Although many of the following principles may also apply to any structure, the primary focus is regarding historic masonry structures and monuments.

With any historic masonry structure there are three

major causes of deterioration which are water, water, and water. In reality it is a little more complex, and other factors can also play a roll, as previously mentioned, but the vast majority of the time, this old adage still holds true.

 The first water is from above, and in a structure it will do the most harm if somehow leaks are allowed to exist, which will then cause water infiltration into the interior of a structure. On a monument without internal space the water from above will still wet, weather, pelt and slowly wear away the surface of any stone, although with a hard granite it may take thousands of years to do the same level of weathering which would occur in a couple of years on a soft limestone. Never the less, biology will eventually win out over geology, and in due time even granite will slowly erode and be washed into the rivers. Then at some distant future date thousands of years down the road, it will then turn back into a sedimentary rock like sandstone. In a wood frame structure water leakage from above acts even more quickly causing many form of rot, mold and decay.

The second source of possible water entry is from below, and is commonly referred to as rising damp. Picture the way the wick in an old fashion lantern draws the fuel up to at least a few inches above the oil level. This type of capillary rise is often greatest on a porous stone such as sandstone, which will absorb a great deal of water.  Rising damp occurs the least on a hard stone with very low water absorption such as a hard piece of granite. In historic structures built in areas on a high water table, rising damp can be a silent killer. Water and moisture will be drawn up and into the walls, each and every time the ground surrounding and under the foundation gets wet. Once this moisture gets into the walls it will not easily be able to escape. It can and will rise high and deeply into walls, and if they are solid masonry, this moisture can be trapped in the walls indefinitely. Even with wood frame structures rising damp can have devastating affects. After rising up through a foundation it will end up inside the walls, and then if it is unable to evaporate outward due to tar paper or modern siding materials it will only be able to push inward into the interior space, or stay trapped in the walls.
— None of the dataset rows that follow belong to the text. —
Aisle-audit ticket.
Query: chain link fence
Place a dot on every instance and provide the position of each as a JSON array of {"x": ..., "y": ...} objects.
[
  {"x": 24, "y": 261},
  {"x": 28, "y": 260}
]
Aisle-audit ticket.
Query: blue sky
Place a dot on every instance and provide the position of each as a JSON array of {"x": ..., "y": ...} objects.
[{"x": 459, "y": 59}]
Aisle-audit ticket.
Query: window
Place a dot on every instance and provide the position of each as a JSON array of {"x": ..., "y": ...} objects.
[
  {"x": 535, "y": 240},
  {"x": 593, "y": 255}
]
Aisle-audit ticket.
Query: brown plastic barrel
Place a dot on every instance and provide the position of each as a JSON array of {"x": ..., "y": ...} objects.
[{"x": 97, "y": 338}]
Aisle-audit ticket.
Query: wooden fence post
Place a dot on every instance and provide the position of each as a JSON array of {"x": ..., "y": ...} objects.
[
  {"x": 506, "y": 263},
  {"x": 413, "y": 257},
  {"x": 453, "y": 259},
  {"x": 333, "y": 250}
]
In the case of a monument or gravestone, rising damp is the primary cause of destruction to many sandstone, and limestone tablet stones which act exactly like one piece wicks.

The moisture will rise up to the point where the evaporation rate equals the capillary rise, so at about 8- 24 inches above the ground level or grade the moisture will push to the outdoor air and take the stones mineral binders along for the ride. After thousands of wet and dry cycles, and in many regions freeze thaw cycles, the stone will begin to spall and then crumble from the inside to the outside. The outer shell of a gravestone can become case hardened, with a friable soft stone crumbling internally, until it eventually spalls out to the surface taking the stone with it.

In a building, the rising damp may or may not be visible from the outside, or it may manifest itself only on the interior walls. Historically a layer of slate was placed above the foundation at the base of the walls to greatly reduce the moisture rise above this point.

Many modern interventions have been attempted to help protect historic structures suffering from this condition with greatly varying success rates.

The third source of water is in the form of moisture that can build up inside a structure even without a leak or rising damp problem. This is often caused or increased by adding insulation and modern windows that seal the interior space and do not allow breathability. Combined with modern heating and cooling that was never historically possible, condensation can build up and cause major damage to the interior of historic structures.

If a structure or monument is sealed from the outside with some type of protective coating it must also be breathable.

Have you ever worn an old style plastic rain coat when its hardly raining out, you well get wetter from your own sweat, then from the rain. This is how the inside of a building feels when it can’t breath.